SBF has cast a peculiar spotlight on the crypto industry. For an year now, there have been conspiracies, contradictions and significant revelations on SBF and the collapse of FTX. Crypto investors will be able to put that to rest in the next 6 weeks. However, as the case progresses many of SBF’s statements in the last year have been called to question. Was he lying the whole time?
SBF is an interesting character
On the third day of Sam “SBF” Bankman-Fried’s criminal trial, the former CEO’s MIT roommate and FTX developer Adam Yedidia testified about the crypto exchange’s $8 billion debt prior to its bankruptcy.
According to reports from the United States District Court for the Southern District of New York, Yedidia testified on Oct. 5 in the United States District Court for the Southern District of New York about the connections between the crypto exchange and Alameda Research — one of the key pieces of information at the heart of SBF’s alleged fraud.
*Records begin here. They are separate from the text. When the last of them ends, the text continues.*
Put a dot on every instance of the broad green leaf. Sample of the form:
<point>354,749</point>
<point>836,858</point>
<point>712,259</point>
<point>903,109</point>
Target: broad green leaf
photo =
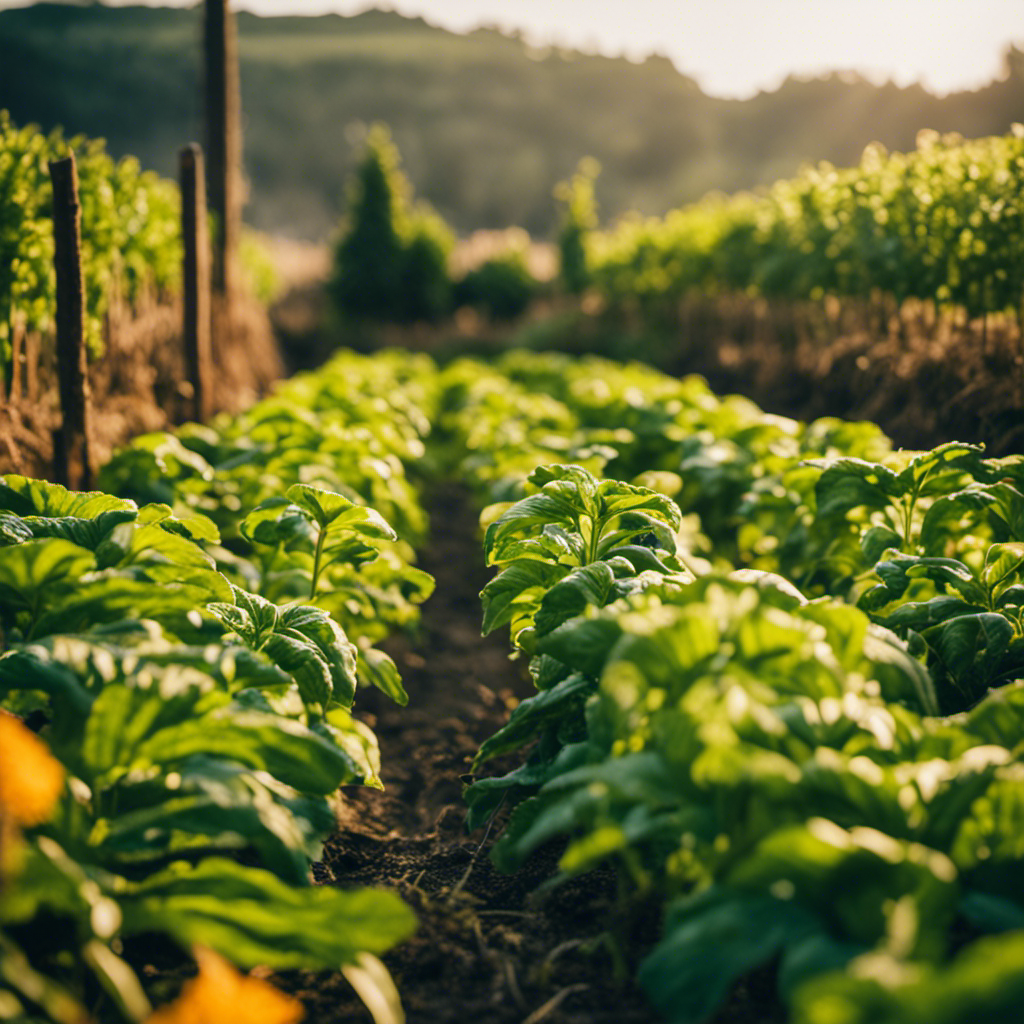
<point>531,715</point>
<point>36,573</point>
<point>516,591</point>
<point>931,471</point>
<point>971,649</point>
<point>185,522</point>
<point>334,511</point>
<point>849,483</point>
<point>276,521</point>
<point>252,918</point>
<point>26,497</point>
<point>710,941</point>
<point>377,669</point>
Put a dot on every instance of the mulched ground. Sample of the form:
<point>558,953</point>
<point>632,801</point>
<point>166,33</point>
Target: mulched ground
<point>485,949</point>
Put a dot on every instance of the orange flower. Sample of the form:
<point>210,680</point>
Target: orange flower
<point>31,778</point>
<point>222,995</point>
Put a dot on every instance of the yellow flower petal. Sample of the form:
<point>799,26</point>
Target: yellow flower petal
<point>221,995</point>
<point>31,778</point>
Remember that failure that SBF did not foresee? According to reports, Yedida told Bankman-Fried of a bug in FTX’s code that ensured “Alameda’s liabilities did not decrease,” resulting in a $8 billion error.
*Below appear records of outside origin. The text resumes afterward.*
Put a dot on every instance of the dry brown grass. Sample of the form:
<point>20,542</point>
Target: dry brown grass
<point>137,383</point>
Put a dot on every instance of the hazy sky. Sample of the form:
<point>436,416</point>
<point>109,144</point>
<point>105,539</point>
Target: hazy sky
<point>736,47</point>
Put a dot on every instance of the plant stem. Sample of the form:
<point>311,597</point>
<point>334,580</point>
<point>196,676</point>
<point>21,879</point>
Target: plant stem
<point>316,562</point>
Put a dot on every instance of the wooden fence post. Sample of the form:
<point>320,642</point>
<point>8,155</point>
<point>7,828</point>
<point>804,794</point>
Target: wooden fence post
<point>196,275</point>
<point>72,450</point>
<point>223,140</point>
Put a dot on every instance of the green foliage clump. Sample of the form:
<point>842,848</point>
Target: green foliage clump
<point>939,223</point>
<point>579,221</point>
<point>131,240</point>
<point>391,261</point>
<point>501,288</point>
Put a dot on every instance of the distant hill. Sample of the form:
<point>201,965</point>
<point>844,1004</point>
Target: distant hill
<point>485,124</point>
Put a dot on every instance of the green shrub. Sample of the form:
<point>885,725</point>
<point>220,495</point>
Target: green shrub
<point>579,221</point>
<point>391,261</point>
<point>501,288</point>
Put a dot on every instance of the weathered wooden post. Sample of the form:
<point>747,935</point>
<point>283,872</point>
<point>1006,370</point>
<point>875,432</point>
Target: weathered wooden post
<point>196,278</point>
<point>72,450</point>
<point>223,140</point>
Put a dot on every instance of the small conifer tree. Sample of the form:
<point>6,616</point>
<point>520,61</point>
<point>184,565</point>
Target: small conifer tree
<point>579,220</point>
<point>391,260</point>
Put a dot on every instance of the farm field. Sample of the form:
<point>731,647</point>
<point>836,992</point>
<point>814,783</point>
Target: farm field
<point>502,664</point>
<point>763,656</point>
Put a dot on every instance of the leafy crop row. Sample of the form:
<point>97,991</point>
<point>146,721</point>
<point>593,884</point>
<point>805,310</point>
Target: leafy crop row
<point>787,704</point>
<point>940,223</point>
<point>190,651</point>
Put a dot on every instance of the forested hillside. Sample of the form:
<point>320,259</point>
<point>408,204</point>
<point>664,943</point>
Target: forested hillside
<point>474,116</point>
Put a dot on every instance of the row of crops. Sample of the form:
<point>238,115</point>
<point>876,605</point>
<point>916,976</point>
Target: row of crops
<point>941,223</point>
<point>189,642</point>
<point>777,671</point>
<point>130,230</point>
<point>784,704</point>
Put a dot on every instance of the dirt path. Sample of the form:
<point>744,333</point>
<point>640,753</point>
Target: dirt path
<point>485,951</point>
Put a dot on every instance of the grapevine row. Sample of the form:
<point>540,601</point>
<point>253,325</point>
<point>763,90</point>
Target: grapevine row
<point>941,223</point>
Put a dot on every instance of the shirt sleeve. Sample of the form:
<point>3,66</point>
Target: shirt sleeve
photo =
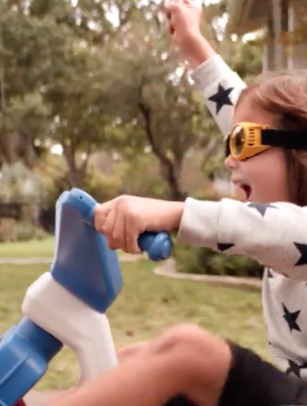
<point>220,87</point>
<point>273,234</point>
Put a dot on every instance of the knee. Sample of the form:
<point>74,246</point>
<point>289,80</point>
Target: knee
<point>185,337</point>
<point>195,354</point>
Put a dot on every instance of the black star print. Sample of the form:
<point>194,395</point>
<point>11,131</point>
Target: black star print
<point>224,246</point>
<point>221,98</point>
<point>303,251</point>
<point>261,207</point>
<point>295,368</point>
<point>291,319</point>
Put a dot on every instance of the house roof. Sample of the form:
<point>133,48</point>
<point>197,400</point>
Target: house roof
<point>247,15</point>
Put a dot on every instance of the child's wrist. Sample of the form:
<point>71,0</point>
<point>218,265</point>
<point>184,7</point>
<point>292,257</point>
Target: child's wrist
<point>200,51</point>
<point>176,213</point>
In response to questions from Assistant US Attorney Danielle Sassoon, Yedidia reportedly stated that his resignation from FTX was prompted by the discovery that “Alameda had used customer deposits to pay its loans.” He further alleged that SBF urged him to communicate about FTX’s code via the messaging app Signal:
He told me to use Signal. He told the entire company. It also had auto-delete. […] He said it [auto-delete] was all down-side to keep messages around. If regulators found things they didn’t like, it could be bad for the company.
Adam Yedidia
SBF’s old roommate later confronted him about the $8-billion hole near a ‘paddle tennis court’ in the Bahamas, to which the then-CEO made guarantees. Sassoon’s line of questioning also addressed Yedidia’s awareness of Bankman-Fried’s personal relationship with former Alameda Research CEO Caroline Ellison.
FTX employees knew about the backdoor to Alameda before the collapse
According to a Wall Street Journal investigation on Thursday, several FTX personnel in the United States were aware of the backdoor in the exchange that allowed Alameda Research to withdraw billions in customer assets.
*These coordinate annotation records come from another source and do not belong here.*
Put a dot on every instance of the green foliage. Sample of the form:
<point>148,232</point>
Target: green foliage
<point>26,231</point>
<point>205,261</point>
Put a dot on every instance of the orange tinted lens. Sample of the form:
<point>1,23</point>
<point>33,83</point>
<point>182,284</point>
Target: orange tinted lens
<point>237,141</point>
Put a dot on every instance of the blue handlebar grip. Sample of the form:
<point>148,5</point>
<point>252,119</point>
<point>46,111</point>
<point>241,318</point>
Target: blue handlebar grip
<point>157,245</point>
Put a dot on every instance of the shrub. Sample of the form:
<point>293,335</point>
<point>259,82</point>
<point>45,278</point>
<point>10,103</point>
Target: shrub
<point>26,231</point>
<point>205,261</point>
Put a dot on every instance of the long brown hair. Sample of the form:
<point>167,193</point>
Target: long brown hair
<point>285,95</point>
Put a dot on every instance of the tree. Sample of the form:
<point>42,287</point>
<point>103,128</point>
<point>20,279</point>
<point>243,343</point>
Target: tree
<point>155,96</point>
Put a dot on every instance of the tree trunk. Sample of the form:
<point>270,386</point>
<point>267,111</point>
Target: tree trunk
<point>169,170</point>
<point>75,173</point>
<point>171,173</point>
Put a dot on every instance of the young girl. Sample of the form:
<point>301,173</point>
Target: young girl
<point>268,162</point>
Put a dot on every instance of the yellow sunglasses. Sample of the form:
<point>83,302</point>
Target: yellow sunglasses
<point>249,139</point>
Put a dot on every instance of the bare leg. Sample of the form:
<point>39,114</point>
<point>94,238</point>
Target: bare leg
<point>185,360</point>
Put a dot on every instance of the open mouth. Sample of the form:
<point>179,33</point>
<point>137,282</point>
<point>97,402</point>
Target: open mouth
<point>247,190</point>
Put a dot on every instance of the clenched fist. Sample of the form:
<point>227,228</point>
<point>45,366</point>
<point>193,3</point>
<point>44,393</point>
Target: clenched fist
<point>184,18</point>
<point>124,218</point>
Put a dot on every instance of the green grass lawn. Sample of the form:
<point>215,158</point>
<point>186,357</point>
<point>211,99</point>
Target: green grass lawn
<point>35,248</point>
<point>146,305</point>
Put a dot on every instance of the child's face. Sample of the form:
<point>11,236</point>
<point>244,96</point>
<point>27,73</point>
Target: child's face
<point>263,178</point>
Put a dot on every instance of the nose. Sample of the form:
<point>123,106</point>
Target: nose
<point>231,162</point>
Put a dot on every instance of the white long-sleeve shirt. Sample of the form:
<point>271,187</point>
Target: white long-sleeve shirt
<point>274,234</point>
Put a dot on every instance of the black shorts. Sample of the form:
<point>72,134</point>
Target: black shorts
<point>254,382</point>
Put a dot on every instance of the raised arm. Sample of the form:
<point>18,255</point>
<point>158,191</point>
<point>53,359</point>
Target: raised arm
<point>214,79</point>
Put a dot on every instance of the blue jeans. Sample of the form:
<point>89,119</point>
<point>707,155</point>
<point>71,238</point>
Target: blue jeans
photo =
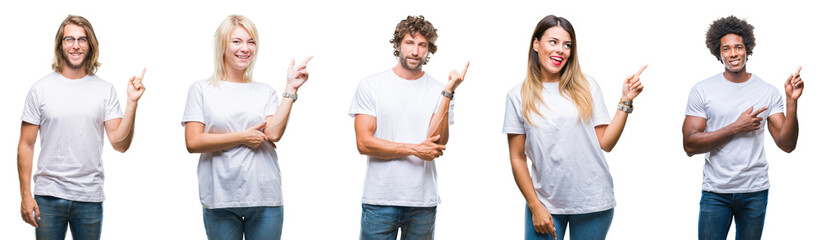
<point>583,226</point>
<point>57,214</point>
<point>382,222</point>
<point>254,222</point>
<point>716,210</point>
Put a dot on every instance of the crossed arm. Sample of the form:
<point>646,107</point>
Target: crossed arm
<point>271,130</point>
<point>783,128</point>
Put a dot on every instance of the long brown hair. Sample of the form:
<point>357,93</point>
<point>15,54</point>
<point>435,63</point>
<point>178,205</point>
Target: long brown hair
<point>572,82</point>
<point>91,63</point>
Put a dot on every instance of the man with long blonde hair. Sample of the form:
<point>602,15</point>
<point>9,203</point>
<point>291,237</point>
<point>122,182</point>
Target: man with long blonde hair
<point>401,118</point>
<point>71,107</point>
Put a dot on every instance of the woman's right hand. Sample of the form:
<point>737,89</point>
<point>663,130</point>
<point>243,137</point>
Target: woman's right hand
<point>254,136</point>
<point>543,221</point>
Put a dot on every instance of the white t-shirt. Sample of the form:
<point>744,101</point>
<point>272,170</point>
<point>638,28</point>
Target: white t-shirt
<point>738,166</point>
<point>71,114</point>
<point>403,109</point>
<point>568,170</point>
<point>238,176</point>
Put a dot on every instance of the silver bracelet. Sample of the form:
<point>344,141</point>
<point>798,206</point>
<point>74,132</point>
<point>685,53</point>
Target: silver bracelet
<point>289,95</point>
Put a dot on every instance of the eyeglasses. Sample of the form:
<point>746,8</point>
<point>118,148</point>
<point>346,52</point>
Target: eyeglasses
<point>83,41</point>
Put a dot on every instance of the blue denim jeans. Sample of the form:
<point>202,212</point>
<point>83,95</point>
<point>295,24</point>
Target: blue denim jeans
<point>382,222</point>
<point>586,226</point>
<point>57,214</point>
<point>716,210</point>
<point>254,222</point>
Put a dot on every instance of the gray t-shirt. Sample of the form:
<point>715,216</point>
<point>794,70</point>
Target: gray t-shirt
<point>568,170</point>
<point>238,176</point>
<point>738,166</point>
<point>71,114</point>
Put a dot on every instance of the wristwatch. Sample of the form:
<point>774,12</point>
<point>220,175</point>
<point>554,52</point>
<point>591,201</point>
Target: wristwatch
<point>448,95</point>
<point>626,107</point>
<point>289,95</point>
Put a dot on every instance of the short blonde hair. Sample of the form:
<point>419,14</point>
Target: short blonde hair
<point>221,38</point>
<point>91,63</point>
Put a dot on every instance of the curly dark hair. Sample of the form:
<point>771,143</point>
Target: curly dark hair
<point>415,25</point>
<point>729,25</point>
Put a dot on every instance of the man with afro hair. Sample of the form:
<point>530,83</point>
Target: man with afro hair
<point>725,118</point>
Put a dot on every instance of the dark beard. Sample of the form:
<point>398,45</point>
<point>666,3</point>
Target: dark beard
<point>72,66</point>
<point>404,63</point>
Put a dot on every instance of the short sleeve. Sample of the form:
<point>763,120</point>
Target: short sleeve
<point>113,105</point>
<point>194,105</point>
<point>513,122</point>
<point>273,103</point>
<point>696,104</point>
<point>599,112</point>
<point>31,109</point>
<point>776,105</point>
<point>363,102</point>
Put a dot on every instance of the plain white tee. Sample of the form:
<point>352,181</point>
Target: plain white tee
<point>71,114</point>
<point>738,166</point>
<point>568,169</point>
<point>238,176</point>
<point>403,109</point>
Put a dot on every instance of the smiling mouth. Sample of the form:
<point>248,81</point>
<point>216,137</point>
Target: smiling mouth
<point>556,60</point>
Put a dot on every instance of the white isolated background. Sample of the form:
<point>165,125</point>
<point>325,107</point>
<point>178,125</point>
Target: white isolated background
<point>152,189</point>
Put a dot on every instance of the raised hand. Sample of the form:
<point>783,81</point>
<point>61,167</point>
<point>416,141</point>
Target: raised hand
<point>297,75</point>
<point>794,85</point>
<point>428,149</point>
<point>455,78</point>
<point>135,88</point>
<point>748,120</point>
<point>254,136</point>
<point>30,211</point>
<point>632,86</point>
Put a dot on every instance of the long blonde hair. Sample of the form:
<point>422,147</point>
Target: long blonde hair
<point>221,38</point>
<point>90,63</point>
<point>572,82</point>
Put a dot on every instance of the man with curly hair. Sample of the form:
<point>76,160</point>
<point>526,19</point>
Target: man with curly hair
<point>401,119</point>
<point>725,119</point>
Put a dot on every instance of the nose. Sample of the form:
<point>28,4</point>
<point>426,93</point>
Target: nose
<point>415,50</point>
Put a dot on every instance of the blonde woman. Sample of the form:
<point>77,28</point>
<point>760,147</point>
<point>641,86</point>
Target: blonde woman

The personnel reported their discovery to FTX’s director of engineering Nishad Singh, but the problem was never resolved, according to persons familiar with the situation.
The team, which worked for LedgerX, a crypto derivatives exchange acquired by FTX in 2021, was investigating whether the code for FTX’s primary exchange could be used in the United States when they found the finding.
Julie Schoening, LedgerX’s top risk officer, addressed the issues with her supervisor, Zach Dexter, who then discussed them with Nishad Singh, one of FTX founder Sam Bankman-Fried’s closest deputies.
Schoening was sacked in August 2022, allegedly because she annoyed her supervisors by bringing up the difficulties.
Following a thorough internal investigation, LedgerX has found no evidence that any of its employees were aware of any reported code enabling Alameda to take FTX customer assets, and firmly denies any contrary allegation.
Miami International Holdings, LedgerX’s new owners
While the trial continues, FTX customers are still grappling with crypto platform’s collapse. Sam Bankman-Fried is accused of stealing $10 billion from unwary consumers to fund his hedge fund Alameda Research, purchase luxurious residences, and make political donations.
On Wednesday, Bankman-Fried’s attorney said in court that his client had neglected risk management but did not steal money from customers. Bankman-Fried has entered a not-guilty plea to the allegations.
Prosecutors have summoned certain FTX customers to testify that they were told their assets were safe and to describe how the company’s demise affected them.